Check return types with assertions (for defensive code)
In production-critical code, fail loudly if a function returns the wrong type:
items = get_items()
assert isinstance(items, (list, tuple)), f"Expected list/tuple, got {type(items)}"
for item in items:
process(item)
This turns a cryptic NoneType error into a clear assertion failure that pinpoints the bug.
Handle library functions explicitly
When using a library that returns None on error, wrap it:
# db.query() returns None on error, empty list on success
rows = db.query("SELECT * FROM users") or []
for row in rows:
process(row)
Or use exception handling if the library raises instead:
try:
rows = db.query("SELECT * FROM users")
except QueryError:
rows = []
for row in rows:
process(row)
Using or [] as a catch-all is tempting but masks bugs. If a function is supposed to return a list and returns None, that's a real failure — the function logic is broken. Don't hide it with defaults; fix the function. Use or only when None and empty are truly the same to your code.
Finding it in production
Locally you can add print statements. In production you have a stack trace and a user who's already moved on. This is where a good error tracking system earns its place: it captures the exact line that failed, the breadcrumbs showing what the user did, and the process for debugging production errors becomes systematic rather than reactive.
You'll see something like:
File "myapp/views.py", line 42, in process_order
for item in get_items():
TypeError: 'NoneType' object is not iterable
From there, you look at get_items() and trace backward to find which input caused it to return None. With the full stack trace and context, you'll often spot the fix in seconds.

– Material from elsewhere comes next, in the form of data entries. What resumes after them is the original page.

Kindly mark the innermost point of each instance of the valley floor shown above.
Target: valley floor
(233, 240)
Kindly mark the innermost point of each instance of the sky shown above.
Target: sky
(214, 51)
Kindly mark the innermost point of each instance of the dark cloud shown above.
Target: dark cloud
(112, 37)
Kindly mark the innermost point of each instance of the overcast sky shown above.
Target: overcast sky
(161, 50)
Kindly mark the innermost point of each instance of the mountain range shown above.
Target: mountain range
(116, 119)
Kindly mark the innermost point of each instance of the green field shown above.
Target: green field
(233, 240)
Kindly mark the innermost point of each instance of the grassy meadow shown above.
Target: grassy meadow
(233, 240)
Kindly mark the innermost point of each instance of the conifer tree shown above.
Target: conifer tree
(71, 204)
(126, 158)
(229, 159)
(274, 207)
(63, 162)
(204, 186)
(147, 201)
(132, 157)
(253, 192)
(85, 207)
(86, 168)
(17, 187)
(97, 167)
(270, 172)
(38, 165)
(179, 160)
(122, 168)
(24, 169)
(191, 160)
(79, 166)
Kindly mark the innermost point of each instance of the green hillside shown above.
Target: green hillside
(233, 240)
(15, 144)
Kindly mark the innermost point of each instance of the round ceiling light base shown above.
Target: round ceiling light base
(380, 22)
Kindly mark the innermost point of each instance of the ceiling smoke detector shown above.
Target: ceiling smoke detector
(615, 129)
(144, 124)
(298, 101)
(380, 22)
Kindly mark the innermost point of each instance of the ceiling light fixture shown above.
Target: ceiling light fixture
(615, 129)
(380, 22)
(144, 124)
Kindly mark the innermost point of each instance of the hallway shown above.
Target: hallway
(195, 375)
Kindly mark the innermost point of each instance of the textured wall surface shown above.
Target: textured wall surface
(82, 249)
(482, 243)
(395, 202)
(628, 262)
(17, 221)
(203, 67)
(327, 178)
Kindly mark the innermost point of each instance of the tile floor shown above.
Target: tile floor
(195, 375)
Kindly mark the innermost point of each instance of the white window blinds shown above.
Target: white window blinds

Prevention through code review
The best defense is catching these before they ship. In code review, watch for:
- Functions that don't have an explicit
returnstatement in all branches — they'll returnNoneimplicitly. - Calls to
.get()or similar lookup functions without a check. - Assumptions about return types from libraries you haven't used before.
A quick comment — "this can return None" — saves a production incident.
Start tracking errors in minutes
Catch 'NoneType' errors before your users do. Point the Sentry SDK at LightTrace to get production stack traces, breadcrumbs, and affected user counts in your dashboard.
The good news: this error is almost entirely preventable with defensive programming — checking for None, returning empty sequences instead, and asserting types in critical paths. Once you adopt these patterns, you'll rarely see it again.